Filharmonia Sudecka zaprasza już 24 maja o godz. 19:00 na koncert symfoniczny. W programie znajdą się słynne dzieła muzyki klasycznej: Uwertura do opery „Don Giovanni” W.A. Mozarta i V Symfonia c-moll L. van Beethovena.
Mozartowi zajęło osiem miesięcy napisanie dzieła dla opery praskiej, uwerturę napisał… w jeden dzień. Otwierają ją dwa akordy: „zostało popełnione zabójstwo (nowy to w historii opery moment dramaturgiczny!) – pisze Michał Bristiger. A jest to wydarzenie „graniczne”, to znaczy zawiera w sobie absolutną nieodwołalność. Opera opowiada o tej nieodwołalności.
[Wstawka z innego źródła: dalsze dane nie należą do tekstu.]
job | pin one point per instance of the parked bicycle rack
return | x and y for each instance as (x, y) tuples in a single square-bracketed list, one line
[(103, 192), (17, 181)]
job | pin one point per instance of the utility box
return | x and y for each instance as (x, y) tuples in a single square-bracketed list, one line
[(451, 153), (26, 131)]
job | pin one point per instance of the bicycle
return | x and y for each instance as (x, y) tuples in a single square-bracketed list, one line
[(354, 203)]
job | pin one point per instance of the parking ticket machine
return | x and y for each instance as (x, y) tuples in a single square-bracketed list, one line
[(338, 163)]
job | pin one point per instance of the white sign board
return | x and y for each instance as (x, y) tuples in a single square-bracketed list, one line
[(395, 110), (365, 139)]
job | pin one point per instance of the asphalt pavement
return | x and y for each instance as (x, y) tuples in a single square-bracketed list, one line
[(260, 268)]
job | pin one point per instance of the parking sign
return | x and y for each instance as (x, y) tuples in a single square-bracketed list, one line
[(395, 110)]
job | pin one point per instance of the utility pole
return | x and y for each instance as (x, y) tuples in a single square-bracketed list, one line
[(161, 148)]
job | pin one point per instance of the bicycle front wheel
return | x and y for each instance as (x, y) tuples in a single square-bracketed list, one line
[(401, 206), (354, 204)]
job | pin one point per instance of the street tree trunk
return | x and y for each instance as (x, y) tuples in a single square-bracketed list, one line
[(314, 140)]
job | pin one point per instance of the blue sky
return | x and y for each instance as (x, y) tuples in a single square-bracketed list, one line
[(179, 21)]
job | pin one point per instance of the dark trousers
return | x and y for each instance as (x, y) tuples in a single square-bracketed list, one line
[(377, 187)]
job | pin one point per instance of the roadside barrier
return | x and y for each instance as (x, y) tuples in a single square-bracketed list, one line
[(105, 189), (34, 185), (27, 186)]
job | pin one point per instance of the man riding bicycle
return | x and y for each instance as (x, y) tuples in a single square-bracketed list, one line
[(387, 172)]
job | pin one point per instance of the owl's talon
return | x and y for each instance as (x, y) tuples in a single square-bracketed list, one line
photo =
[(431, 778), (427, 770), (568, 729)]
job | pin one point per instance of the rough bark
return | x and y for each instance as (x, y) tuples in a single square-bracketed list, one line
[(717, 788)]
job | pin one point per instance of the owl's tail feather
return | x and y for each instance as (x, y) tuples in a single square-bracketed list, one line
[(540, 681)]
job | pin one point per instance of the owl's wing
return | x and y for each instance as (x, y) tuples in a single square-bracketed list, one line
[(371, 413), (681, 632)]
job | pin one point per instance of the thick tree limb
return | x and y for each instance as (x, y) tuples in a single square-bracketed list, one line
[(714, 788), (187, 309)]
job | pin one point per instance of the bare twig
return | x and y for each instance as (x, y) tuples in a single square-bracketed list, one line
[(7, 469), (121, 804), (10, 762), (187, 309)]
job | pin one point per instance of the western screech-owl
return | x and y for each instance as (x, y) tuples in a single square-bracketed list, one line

W krótkiej formie uwertury, przez niecałe 6 minut słyszymy Mozarta swobodnie osiągającego szczyty ludzkiej sztuki i nieśmiertelność pośród śmiertelników…
O muzyce Beethovena E.T.A. Hoffmann napisał nie mniej emocjonalnie, że „puszcza w ruch mechanizm grozy, lęku, paniki i bólu, i budzi tę nieskończoną tęsknotę, która jest esencją romantyzmu”. Mocne słowa! Głównym punktem wieczoru będzie jednak Koncert skrzypcowy a-moll Aleksandra Głazunowa. Mówi Anna Osowska-Kud, skrzypaczka, która wykona utwór wraz Orkiestrą Symfoniczną Filharmonii Sudeckiej: – Napisany 115 lat temu przez wówczas niespełna 40-letniego Głazunowa – ulubionego ucznia Rimskiego – Korsakowa koncert to dzieło na wskroś romantyczne. Wyrafinowana elegancja, tęskne, nigdy nie nazbyt sentymentalne melodie, możliwość oddania zróżnicowanej barwy skrzypiec, liryczność przekazu nawet w miejscach najtrudniejszych technicznie, pasja w każdej frazie, inspirujące bogactwo środków wyrazu…to wszystko sprawia, że obok tego dzieła ciężko przejść obojętnie. Moje pierwsze sceniczne spotkanie z Głazunowem miało miejsce 20 lat temu. Na scenie Filharmonii Sudeckiej na przestrzeni 40 lat był bardzo rzadko wykonywany. Tym bardziej, jest mi niezmiernie miło zaprezentować ten właśnie koncert w sezonie jubileuszowym z orkiestrą symfoniczną naszej Filharmonii pod batutą znakomitego Pawła Kotli.